O documento revela ainda que desde o início de 2012, num quarto dos lares portugueses inquiridos, pelo menos, um dos seus membros perdeu o emprego. O medo de que o desemprego possa atingir algum membro do agregado é referido por 30% dos que responderam ao inquérito, estando 20% destas famílias a considerar “seriamente” a possibilidade de emigrar.

Uma das consequências de situações financeiras dramáticas é a perda da casa e do carro por impossibilidade de pagamento, mas também o abandono escolar ou o impedimento de prosseguir um curso superior. Por causa das dívidas, há famílias a confrontarem-se com bens confiscados, contas bancárias canceladas e ainda o salário parcialmente penhorado. “Os momentos de maior sufoco financeiro atingem de forma mais aguda as famílias monoparentais, com membros que padecem de doenças crónicas ou deficiência, e os agregados numerosos”, adianta.

Por essa razão, defende a Deco, “as autoridades deveriam dedicar uma atenção redobrada no apoio a estas famílias”.

Segundo a Deco, uma das saídas para a situação de endividamento é a negociação com os bancos. Entre as famílias que o fizeram, 35% conseguiram prolongar o prazo de pagamento.

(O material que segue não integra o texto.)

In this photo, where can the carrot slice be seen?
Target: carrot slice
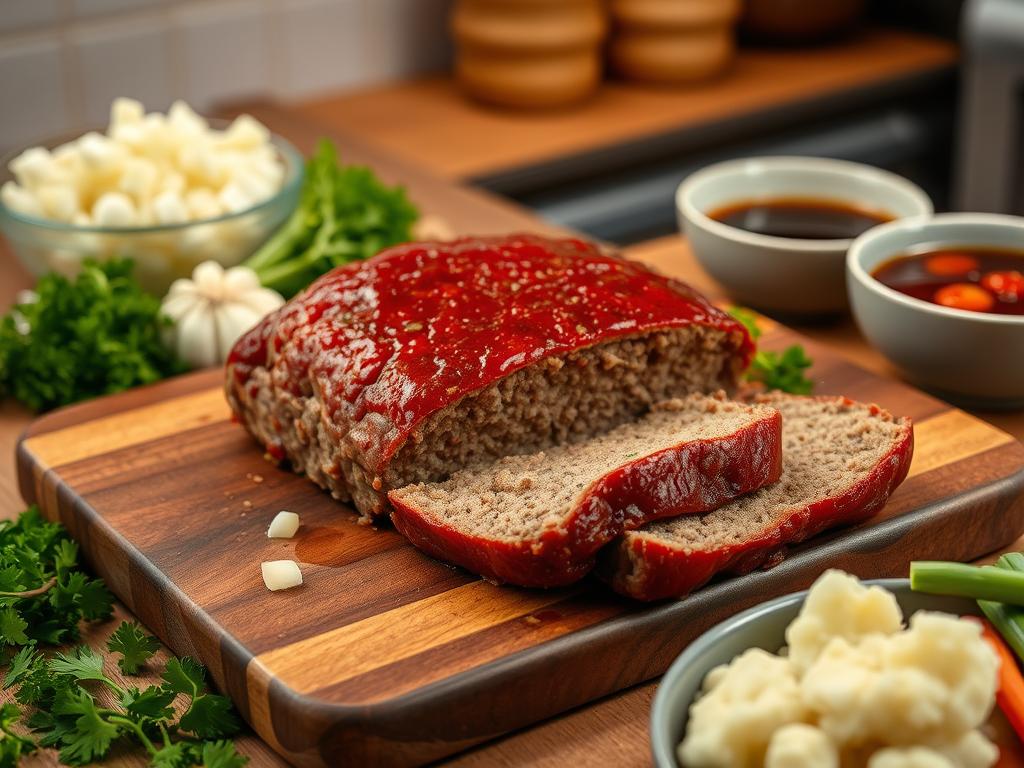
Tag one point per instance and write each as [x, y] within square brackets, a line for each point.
[965, 296]
[1010, 697]
[1008, 285]
[950, 264]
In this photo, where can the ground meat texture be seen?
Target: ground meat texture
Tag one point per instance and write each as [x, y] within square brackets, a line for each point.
[538, 520]
[430, 357]
[842, 460]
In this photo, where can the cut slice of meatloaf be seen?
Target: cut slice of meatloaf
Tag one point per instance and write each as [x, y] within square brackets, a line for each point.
[538, 520]
[433, 356]
[842, 460]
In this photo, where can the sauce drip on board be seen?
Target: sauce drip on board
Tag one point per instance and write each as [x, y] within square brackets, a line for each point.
[980, 280]
[802, 218]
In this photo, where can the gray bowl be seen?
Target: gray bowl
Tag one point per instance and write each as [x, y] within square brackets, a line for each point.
[972, 358]
[785, 274]
[761, 627]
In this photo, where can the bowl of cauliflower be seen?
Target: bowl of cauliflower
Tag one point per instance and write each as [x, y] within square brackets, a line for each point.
[169, 190]
[846, 674]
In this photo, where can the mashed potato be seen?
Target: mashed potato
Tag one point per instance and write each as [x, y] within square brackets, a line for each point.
[854, 689]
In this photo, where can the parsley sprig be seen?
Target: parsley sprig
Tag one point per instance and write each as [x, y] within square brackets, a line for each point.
[77, 339]
[67, 698]
[345, 214]
[782, 371]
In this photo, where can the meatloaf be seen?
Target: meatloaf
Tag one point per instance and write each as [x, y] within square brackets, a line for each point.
[539, 520]
[842, 460]
[434, 356]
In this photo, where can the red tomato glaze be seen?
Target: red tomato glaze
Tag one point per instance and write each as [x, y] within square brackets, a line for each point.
[420, 326]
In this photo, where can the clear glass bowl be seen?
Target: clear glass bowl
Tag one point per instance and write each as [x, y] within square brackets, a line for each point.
[162, 253]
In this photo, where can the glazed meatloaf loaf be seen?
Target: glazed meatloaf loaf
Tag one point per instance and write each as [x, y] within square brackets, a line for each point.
[430, 357]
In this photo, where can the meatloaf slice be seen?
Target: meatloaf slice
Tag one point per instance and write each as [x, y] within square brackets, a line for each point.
[842, 460]
[538, 520]
[430, 357]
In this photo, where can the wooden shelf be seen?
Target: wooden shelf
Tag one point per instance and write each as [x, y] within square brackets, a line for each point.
[430, 123]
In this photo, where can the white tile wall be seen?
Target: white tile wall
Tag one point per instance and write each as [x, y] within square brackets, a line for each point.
[61, 61]
[95, 7]
[19, 13]
[33, 102]
[223, 51]
[124, 58]
[323, 45]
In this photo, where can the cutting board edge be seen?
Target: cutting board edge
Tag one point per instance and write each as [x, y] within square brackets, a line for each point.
[347, 726]
[375, 728]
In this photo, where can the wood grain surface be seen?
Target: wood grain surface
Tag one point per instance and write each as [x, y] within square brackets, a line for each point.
[387, 656]
[455, 137]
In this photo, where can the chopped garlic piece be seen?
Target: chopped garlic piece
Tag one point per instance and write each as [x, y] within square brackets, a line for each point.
[281, 574]
[283, 525]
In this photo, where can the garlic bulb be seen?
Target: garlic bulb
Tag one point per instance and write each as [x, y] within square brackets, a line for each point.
[213, 309]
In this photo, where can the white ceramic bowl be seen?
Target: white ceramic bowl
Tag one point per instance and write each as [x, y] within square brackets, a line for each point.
[761, 627]
[785, 274]
[971, 357]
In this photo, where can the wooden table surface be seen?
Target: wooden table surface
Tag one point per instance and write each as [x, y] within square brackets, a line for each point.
[612, 731]
[430, 124]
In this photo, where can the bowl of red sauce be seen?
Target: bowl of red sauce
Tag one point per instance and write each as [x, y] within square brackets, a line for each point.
[943, 299]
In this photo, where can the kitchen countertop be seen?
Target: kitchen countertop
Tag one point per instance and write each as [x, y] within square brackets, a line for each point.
[418, 121]
[612, 731]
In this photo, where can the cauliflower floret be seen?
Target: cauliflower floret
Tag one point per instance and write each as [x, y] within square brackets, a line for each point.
[744, 704]
[855, 689]
[913, 757]
[839, 605]
[971, 751]
[919, 686]
[801, 745]
[952, 652]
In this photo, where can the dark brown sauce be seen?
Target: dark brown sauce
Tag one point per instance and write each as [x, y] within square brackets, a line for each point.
[980, 280]
[803, 218]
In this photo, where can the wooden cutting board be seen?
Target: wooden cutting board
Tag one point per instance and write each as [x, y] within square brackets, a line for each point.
[387, 656]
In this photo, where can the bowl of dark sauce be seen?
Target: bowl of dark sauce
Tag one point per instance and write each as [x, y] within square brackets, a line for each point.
[774, 231]
[943, 299]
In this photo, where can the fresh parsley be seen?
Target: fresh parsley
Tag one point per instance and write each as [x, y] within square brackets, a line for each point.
[134, 646]
[783, 371]
[77, 339]
[345, 214]
[43, 595]
[66, 698]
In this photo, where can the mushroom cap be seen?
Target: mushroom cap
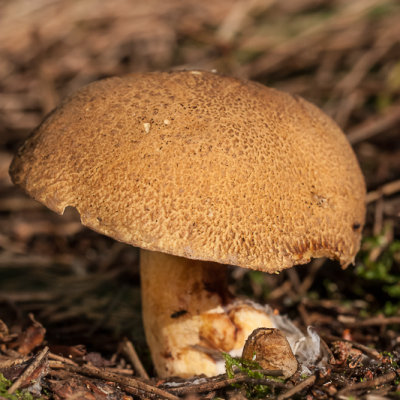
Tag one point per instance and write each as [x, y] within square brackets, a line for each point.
[202, 166]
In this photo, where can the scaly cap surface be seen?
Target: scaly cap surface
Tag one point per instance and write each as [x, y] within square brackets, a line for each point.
[201, 166]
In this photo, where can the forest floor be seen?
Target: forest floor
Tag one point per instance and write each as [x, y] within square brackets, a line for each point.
[70, 299]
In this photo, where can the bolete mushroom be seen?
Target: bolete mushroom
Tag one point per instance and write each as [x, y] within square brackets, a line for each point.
[198, 170]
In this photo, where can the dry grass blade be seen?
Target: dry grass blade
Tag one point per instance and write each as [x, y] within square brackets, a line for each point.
[223, 381]
[389, 377]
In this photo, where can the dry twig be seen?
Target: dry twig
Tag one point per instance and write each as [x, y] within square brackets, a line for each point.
[29, 370]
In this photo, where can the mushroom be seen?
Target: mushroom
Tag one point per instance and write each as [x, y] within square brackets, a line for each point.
[198, 170]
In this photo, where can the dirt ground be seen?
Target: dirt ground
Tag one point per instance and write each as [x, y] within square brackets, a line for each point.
[70, 298]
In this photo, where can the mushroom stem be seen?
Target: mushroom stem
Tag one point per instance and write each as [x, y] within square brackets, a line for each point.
[189, 315]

Porém, a solução para 10% dos inquiridos foi a contratação de outro crédito para pagar as dívidas, “caminho que pode agravar as dificuldades económicas do endividado”.

O cenário descrito pelos participantes no estudo também tem consequências emocionais e os portugueses parecem estar cada vez mais ansiosos e com receio do futuro imediato. “As consequências negativas da crise financeira não são apenas materiais, mas também psicológicas e muitas vezes difíceis de combater”, refere o estudo.

Ansiedade, calmantes e suicídio

Segundo o inquérito, quase metade dos portugueses vive em estado de ansiedade, um pouco à semelhança dos espanhóis, 21% apresentam sintomas de depressão e 17% têm problemas de sono.

O uso de calmantes para enfrentar “dias difíceis” tem uma “expressão significativa” em Portugal: no último ano foram utilizados por 33% dos inquiridos, tendo maior expressão nas famílias com menos posses, refere o estudo.

Em casos mais graves, em que a estabilidade foi abalada, por desemprego ou dívidas incomportáveis, “e a vida deixa de fazer sentido”, como verifica o estudo, um em cada dez portugueses chega a pensar no suicídio, como única saída para os seus problemas.

Quase 5% dos inquiridos admitiram ter recorrido ao álcool ou a drogas ilícitas para “esquecer” os problemas financeiros.

A evasão fiscal é uma prática assumida por 14% dos participantes no estudo, enquanto uma minoria admite o envolvimento em outras actividades ilegais.

Questionados sobre os impactos negativos da escassez monetária, 56% dos inquiridos disseram ter “problemas no funcionamento da família” e 23% tiveram de renunciar a cuidados de saúde.

A convite da troika, a Deco apresentou, em Abril de 2011, o panorama das famílias portuguesas sobreendividadas. Desde essa altura, o “cenário complicou-se” e o número de famílias nessa situação aumentou, registando-se mais mil processos em 2012 do que em 2011, ou seja, 5407. Este ano, até ao final de Setembro, a Associação Portuguesa para a Defesa do Consumidor já recebeu 3053 processos.